Fans, former players, and concussion experts who saw the frightening situation unfold criticized the Dolphins and the league for allowing Tagovailoa to start, denouncing their inaction as a failure to protect the league’s players. As a result, the new concussion policy designed to take another measure at protecting NFL players can already be seen taken into effect in recent games.

During Week 5, the NFL world called out on some controversial “roughing the passer” calls, a penalty issued when defensive players tackle the quarterback in dangerous ways. While the Atlanta Falcons’ Grady Jarrett and the Kansas City Chiefs’ Chris Jones were both penalized for a “roughing the passer” call on Tampa Bay Buccaneers quarterback Tom Brady and Las Vegas Raiders quarterback Derek Carr, respectively, fans saw both sacks as fair and had very little danger of either quarterback sustaining a serious injury, which left them to question whether these calls are in relevance to the Tua Tagovailoa investigation. In a league meeting in New York, NFL executive vice president of football operations Troy Vincent released a statement, saying, “Everyone knows if your quarterback is not healthy, you don’t have a chance to win,… We’re not going to back off of protecting the quarterback,” clarifying that the NFL is not backing down on protecting the quarterback. 
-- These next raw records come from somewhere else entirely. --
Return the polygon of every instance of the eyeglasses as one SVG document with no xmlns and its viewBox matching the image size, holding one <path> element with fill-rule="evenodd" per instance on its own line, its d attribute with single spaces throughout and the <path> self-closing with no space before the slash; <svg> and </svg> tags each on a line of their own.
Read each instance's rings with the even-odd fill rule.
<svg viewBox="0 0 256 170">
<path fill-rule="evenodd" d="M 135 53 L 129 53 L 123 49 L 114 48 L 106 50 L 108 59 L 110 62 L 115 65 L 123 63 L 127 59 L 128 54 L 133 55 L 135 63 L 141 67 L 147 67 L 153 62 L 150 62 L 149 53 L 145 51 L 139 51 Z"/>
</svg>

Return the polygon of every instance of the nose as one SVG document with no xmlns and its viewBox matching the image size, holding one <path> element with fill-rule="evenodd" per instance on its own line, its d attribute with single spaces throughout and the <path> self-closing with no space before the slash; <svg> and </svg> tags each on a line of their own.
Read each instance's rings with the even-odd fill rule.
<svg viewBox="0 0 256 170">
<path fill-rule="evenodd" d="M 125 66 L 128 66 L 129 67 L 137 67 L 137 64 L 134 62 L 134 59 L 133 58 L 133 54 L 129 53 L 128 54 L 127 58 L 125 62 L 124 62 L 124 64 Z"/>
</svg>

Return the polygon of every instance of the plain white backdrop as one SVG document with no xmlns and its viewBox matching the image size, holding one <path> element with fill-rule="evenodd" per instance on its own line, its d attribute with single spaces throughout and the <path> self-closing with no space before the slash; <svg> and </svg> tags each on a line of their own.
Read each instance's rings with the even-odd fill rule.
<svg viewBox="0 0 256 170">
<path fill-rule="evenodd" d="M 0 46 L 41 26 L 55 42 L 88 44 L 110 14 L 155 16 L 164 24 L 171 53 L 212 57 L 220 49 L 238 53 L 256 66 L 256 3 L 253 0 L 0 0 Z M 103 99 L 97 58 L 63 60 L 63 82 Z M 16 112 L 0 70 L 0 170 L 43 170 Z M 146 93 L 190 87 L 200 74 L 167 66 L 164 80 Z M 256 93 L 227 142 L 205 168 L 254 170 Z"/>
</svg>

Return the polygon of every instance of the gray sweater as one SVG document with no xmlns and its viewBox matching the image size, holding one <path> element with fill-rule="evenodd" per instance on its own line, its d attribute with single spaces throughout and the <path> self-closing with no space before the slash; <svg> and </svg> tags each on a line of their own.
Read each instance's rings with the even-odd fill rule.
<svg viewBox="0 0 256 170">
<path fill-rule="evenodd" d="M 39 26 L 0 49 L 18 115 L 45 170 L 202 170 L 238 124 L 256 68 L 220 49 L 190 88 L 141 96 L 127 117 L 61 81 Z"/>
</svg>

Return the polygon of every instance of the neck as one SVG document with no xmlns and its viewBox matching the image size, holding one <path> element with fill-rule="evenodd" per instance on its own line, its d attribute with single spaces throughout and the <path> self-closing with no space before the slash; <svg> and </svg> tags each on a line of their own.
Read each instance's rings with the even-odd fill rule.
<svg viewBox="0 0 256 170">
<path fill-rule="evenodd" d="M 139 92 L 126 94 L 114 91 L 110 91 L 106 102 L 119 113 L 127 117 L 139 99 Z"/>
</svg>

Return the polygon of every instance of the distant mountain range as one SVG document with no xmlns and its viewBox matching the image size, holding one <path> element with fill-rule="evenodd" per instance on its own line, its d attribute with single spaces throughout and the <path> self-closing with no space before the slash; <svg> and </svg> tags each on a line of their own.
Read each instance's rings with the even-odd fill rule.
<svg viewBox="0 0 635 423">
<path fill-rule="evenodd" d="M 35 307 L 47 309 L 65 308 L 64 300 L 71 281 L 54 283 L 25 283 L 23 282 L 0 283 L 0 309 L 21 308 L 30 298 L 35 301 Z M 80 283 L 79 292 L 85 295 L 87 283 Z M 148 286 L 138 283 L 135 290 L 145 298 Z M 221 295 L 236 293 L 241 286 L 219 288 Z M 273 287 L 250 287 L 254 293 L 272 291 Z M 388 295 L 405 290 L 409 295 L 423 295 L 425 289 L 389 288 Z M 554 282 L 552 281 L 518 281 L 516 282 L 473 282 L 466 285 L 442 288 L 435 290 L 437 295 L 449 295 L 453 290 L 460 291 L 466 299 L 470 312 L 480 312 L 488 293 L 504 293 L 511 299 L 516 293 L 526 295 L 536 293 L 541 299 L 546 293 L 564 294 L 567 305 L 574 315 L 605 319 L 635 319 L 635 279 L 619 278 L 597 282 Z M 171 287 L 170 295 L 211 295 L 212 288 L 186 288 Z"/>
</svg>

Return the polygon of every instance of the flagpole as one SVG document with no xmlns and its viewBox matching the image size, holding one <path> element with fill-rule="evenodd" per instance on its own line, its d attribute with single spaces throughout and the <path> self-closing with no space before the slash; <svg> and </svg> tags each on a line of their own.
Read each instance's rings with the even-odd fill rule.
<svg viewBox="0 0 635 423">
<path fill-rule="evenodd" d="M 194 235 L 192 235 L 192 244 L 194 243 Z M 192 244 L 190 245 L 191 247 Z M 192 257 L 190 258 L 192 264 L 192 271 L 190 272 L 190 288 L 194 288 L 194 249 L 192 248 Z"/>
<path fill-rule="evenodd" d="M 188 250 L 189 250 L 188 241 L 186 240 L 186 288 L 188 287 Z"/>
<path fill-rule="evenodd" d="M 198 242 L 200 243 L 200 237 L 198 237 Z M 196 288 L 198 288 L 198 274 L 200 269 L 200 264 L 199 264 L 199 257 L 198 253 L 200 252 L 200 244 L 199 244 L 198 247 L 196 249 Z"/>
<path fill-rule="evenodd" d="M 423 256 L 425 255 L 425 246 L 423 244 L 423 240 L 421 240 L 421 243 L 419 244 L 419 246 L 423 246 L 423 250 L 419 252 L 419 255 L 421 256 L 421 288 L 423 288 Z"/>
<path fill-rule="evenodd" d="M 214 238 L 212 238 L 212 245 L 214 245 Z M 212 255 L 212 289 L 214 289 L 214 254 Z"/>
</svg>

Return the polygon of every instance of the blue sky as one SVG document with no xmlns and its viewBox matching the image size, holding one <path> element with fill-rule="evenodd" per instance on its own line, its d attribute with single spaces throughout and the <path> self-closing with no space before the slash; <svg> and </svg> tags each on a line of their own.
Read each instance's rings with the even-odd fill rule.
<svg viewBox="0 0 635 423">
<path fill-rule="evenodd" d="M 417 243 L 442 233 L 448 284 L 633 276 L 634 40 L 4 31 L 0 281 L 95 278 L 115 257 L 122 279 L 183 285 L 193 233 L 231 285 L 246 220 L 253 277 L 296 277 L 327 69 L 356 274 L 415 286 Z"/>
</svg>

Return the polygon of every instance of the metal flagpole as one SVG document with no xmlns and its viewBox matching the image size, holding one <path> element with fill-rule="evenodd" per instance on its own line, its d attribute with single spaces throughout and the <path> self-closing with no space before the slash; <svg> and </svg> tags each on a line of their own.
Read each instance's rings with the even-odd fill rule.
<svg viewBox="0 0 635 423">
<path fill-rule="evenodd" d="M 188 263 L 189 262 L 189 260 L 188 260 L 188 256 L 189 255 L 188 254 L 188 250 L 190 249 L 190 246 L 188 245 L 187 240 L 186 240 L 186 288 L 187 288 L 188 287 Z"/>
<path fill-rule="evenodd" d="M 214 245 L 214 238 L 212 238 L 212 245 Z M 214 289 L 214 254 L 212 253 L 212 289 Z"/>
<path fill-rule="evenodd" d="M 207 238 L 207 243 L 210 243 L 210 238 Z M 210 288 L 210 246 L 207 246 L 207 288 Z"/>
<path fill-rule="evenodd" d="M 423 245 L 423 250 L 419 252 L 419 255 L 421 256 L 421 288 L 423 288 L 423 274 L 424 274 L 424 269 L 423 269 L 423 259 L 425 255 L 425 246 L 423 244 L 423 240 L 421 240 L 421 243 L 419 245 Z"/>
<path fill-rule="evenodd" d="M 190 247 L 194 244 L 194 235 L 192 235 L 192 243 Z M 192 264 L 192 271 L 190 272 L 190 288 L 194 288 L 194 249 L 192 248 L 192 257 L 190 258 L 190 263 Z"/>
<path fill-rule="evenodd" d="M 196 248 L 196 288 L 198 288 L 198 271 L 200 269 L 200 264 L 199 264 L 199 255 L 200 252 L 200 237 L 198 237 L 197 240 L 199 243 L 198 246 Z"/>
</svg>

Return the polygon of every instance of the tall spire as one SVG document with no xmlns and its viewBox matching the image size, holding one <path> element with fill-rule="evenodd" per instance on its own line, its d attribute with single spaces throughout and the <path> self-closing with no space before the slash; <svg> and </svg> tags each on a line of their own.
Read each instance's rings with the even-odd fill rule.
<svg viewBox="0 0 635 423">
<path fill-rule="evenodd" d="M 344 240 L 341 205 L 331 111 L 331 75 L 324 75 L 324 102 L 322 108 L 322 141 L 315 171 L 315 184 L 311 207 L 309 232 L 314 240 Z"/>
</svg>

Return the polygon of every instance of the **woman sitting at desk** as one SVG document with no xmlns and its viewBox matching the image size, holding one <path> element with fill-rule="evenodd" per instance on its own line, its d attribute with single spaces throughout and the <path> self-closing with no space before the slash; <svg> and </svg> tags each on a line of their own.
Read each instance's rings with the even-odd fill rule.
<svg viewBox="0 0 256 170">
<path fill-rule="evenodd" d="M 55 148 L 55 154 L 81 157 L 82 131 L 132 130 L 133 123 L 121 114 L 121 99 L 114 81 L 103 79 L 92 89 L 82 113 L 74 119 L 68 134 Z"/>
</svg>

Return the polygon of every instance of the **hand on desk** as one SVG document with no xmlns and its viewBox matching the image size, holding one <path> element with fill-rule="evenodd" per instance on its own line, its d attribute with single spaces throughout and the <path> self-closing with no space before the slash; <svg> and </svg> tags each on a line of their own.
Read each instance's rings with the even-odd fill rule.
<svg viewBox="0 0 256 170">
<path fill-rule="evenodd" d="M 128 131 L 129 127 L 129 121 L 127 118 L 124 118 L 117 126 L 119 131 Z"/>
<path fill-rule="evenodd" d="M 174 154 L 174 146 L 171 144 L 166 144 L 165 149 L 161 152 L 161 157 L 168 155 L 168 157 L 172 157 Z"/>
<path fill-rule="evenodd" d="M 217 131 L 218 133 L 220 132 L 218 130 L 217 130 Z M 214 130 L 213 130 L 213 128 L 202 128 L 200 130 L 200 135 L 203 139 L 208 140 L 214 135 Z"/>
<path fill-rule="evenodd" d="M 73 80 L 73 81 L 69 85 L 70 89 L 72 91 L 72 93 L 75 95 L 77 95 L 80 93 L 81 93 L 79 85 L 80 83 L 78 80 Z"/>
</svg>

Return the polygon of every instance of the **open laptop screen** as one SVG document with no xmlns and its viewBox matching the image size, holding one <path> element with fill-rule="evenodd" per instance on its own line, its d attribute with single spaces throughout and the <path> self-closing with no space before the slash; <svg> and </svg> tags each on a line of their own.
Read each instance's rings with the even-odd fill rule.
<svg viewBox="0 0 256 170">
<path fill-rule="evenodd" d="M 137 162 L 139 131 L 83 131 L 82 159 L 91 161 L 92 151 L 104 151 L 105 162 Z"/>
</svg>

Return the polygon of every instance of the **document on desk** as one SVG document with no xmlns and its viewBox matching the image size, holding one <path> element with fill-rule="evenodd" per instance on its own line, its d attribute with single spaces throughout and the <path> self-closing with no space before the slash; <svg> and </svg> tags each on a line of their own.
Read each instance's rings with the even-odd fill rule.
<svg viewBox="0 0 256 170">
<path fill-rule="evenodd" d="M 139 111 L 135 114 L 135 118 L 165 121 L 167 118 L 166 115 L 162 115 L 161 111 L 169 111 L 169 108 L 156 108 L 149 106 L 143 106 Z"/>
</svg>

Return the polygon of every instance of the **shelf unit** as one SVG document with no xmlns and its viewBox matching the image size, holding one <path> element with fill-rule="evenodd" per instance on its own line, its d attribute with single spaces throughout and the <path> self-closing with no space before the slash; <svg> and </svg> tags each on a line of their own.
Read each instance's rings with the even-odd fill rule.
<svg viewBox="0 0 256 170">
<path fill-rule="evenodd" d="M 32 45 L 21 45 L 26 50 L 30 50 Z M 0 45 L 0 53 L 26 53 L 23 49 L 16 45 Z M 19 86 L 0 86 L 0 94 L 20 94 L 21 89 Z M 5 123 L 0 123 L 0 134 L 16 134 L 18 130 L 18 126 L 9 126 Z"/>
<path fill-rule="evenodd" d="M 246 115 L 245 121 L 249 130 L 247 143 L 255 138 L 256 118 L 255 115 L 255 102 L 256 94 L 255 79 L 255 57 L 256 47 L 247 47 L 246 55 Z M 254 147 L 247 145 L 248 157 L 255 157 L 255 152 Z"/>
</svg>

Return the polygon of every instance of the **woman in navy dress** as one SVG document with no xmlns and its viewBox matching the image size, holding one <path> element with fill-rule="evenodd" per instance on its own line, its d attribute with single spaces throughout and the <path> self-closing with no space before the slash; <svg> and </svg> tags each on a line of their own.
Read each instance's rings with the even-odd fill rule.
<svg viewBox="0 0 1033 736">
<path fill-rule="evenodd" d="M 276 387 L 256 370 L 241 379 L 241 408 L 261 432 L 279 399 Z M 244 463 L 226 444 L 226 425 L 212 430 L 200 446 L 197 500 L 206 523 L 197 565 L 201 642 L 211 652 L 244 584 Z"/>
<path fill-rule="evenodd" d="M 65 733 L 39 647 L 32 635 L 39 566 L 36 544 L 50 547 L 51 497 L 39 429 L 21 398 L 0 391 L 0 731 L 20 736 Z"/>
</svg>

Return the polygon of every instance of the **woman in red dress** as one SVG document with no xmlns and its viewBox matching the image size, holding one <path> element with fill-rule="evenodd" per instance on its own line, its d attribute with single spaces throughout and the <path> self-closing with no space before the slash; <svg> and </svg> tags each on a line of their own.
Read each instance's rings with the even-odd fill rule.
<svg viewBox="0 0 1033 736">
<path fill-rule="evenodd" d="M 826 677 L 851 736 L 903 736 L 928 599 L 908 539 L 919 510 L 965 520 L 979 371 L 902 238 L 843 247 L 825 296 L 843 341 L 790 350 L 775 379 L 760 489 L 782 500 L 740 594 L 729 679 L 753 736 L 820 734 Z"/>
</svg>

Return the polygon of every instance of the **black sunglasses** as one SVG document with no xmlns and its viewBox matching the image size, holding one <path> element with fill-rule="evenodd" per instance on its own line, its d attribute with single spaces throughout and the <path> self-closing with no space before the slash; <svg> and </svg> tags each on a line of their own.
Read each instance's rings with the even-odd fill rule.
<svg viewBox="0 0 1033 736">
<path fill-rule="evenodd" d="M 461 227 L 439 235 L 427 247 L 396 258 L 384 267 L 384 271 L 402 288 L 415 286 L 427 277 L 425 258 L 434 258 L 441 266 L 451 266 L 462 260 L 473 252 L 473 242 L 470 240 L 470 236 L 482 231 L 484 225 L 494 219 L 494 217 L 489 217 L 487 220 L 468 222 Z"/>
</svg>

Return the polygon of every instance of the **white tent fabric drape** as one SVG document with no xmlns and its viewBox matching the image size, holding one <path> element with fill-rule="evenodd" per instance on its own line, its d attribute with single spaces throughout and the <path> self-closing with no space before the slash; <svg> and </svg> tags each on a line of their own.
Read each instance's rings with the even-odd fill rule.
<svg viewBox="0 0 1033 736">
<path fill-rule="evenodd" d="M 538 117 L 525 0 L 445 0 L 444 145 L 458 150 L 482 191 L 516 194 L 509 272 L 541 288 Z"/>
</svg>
While the effect of the new concussion protocols can already be seen through contentious “roughing the passer” calls, one question still lingers: how long should players sit out after sustaining a concussion? With the current concussion research, experts cannot give a definitive answer due to the large variation of concussion recovery times. Meanwhile, Tua Tagovailoa passed the concussion protocol after Week 6 and returned in his Week 7 matchup against the Pittsburgh Steelers. Everyone sincerely hopes that Tagovailoa gets better and does not undergo another frightening concussion again.